For years people have asked who tipped me off. Wild rumors started. The weirdest actually had a shred of truth amid a story that was preposterous. That rumor stated I was having lunch at the University Club with Summerfest boss Bo Black and we overheard Bob Milbourne blabbing about it at an adjacent table. Panelists on my then TV show all heard it and were convinced it was true. The weird thing is Milbourne was the key source but nothing was ever overheard at a lunch involving Bo Black. Bo and I did go to lunch there once and maybe somebody saw us together. Maybe Milbourne was in there. Who knows? But it had nothing to do with getting this story.

That story was also one of about 900 rumors over the years dealing with me and Bo. Speculation about what kind of relationship we had was a constant subject of gossip. Bo, a Milwaukee icon and a wonderful human being, passed away several years ago. The University Club is closed too but, in a total coincidence, I live very close to it.

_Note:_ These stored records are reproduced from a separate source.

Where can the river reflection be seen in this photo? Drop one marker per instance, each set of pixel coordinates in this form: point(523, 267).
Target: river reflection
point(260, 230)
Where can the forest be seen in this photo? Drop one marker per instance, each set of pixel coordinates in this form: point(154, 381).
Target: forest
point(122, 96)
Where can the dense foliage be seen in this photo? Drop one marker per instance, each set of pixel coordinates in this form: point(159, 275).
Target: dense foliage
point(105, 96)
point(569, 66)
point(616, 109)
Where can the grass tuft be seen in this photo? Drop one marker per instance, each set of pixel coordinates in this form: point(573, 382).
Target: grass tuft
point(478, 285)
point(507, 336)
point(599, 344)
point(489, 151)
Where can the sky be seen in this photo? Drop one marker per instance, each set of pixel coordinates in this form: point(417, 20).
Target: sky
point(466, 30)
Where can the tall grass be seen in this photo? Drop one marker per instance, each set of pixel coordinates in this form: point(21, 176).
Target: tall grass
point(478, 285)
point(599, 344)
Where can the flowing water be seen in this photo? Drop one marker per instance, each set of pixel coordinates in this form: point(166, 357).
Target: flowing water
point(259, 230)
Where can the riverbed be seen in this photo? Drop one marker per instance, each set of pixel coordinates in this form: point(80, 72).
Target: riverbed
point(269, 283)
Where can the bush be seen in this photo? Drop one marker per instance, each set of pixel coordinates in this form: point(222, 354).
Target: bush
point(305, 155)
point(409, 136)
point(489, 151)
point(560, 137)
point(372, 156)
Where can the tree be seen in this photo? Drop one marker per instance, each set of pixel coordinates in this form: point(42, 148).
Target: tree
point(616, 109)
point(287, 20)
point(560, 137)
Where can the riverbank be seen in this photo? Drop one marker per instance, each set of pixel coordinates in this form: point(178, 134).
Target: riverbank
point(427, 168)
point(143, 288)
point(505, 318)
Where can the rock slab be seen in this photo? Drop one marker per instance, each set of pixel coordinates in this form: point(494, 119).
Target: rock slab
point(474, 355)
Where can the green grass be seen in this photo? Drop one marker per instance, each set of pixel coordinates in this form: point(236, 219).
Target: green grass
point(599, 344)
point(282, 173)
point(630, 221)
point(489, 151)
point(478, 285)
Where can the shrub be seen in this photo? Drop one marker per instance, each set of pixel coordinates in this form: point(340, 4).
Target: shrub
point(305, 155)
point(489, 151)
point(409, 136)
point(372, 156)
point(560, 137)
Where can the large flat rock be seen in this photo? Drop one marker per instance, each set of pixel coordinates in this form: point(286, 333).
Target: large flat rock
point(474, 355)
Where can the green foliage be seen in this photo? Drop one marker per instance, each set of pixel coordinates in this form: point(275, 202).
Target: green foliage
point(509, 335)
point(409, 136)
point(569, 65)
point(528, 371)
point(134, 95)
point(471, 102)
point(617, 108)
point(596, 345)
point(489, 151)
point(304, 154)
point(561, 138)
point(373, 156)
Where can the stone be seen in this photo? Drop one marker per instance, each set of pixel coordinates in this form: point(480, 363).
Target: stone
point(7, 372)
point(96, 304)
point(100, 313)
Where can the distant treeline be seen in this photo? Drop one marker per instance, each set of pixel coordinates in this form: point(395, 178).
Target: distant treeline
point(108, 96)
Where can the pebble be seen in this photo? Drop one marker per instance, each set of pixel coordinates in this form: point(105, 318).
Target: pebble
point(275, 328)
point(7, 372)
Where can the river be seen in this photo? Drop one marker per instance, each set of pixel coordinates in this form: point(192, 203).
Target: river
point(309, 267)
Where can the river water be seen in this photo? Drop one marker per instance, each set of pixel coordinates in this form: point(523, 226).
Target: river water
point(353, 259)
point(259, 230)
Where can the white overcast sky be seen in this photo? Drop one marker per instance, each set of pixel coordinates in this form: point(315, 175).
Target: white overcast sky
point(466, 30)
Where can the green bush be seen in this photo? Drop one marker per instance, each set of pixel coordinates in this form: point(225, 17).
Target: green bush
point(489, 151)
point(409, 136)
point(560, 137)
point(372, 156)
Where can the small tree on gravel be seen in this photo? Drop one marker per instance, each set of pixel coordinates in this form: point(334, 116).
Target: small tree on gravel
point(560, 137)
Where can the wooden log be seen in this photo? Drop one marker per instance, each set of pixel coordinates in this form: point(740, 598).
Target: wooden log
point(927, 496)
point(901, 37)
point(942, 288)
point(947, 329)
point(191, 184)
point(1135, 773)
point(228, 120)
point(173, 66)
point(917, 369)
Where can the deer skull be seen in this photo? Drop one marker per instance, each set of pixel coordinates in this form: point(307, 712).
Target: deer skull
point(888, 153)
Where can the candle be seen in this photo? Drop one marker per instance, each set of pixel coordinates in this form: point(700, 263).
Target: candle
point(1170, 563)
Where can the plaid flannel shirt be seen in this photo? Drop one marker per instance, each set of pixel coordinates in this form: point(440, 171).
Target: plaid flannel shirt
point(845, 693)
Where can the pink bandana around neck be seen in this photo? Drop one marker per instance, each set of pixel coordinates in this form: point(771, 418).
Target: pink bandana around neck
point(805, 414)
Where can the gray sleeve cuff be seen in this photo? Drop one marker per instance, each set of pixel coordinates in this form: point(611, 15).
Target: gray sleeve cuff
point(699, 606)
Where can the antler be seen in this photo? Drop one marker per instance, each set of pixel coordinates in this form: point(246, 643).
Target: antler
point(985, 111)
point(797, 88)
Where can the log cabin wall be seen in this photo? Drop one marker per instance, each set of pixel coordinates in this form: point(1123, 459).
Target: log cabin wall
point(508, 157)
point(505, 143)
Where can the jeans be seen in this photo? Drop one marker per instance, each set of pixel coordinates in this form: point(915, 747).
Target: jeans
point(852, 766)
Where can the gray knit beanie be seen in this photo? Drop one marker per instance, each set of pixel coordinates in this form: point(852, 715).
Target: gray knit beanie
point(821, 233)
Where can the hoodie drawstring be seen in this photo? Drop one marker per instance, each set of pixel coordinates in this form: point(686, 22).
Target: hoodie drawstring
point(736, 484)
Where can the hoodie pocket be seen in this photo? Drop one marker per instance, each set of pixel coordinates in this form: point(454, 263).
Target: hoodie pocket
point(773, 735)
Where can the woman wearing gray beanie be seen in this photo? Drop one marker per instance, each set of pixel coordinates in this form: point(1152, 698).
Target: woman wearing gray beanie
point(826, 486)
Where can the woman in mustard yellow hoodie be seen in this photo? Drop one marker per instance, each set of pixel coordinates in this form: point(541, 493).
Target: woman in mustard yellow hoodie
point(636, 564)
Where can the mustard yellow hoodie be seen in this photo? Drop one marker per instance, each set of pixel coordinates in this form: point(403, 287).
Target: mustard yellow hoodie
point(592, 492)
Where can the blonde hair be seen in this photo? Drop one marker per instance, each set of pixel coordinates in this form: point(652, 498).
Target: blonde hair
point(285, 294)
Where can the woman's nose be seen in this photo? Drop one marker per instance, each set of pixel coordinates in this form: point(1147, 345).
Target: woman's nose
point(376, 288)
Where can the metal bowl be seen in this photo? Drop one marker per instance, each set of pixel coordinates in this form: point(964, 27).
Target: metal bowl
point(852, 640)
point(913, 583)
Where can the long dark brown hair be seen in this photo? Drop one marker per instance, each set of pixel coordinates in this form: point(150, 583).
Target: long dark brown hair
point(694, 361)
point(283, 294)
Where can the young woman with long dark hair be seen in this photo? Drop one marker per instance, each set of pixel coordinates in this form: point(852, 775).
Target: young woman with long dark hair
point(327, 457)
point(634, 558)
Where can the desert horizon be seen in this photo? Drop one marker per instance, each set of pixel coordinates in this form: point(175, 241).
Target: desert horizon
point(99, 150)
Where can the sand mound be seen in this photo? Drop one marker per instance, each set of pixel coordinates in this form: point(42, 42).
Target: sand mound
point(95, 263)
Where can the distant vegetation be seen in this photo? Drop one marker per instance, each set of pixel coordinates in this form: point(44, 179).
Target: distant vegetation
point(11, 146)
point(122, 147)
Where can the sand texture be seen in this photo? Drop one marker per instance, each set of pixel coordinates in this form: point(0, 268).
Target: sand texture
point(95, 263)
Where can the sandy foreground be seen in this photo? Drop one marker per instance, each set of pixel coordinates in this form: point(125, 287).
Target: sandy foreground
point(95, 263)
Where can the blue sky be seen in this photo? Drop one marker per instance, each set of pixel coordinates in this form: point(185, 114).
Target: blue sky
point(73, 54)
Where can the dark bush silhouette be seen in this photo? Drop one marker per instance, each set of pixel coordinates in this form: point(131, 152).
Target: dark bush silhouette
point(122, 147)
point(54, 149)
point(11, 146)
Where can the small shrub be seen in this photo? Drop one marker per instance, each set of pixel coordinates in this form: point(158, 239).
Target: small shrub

A former panelist on the TV show (he was a blowhard) told people that I simply took a wild guess. Indeed, there had been speculation for years of killing off one of the papers. The idea that I would guess is idiotic. I was making a huge name for myself. I was a constant critic of the media. Guessing, and being wrong, would have been fatal.

Others thought McNally from the union told me. I got along with Joel fine over the years and he was a spectacular panelist on the TV show. But he has never given me a news tip in either of our lives and often wrote critical things about me. I even heard that the Sentinel’s Spore leaked it to me. I never denied that even though it wasn’t true. Since Spore was forced to walk the plank with the inaccurate non-denial denial, if some people wanted to guess he was the blabber mouth that would be fine with me.

Bob Milbourne died this week. He left Milwaukee a few years after the Journal story and spent a long time as a big wheel in Columbus, Ohio. Bob Dye passed away a few years ago. My corporate employee who knew the Journal insider from AA is still alive but has struggled with health issues for many years. The Journal insider? He too passed away a long time ago. I am not naming him but not because of his role in leaking the newspaper story but because it would identify him as an AA member (although I am told it was never a secret).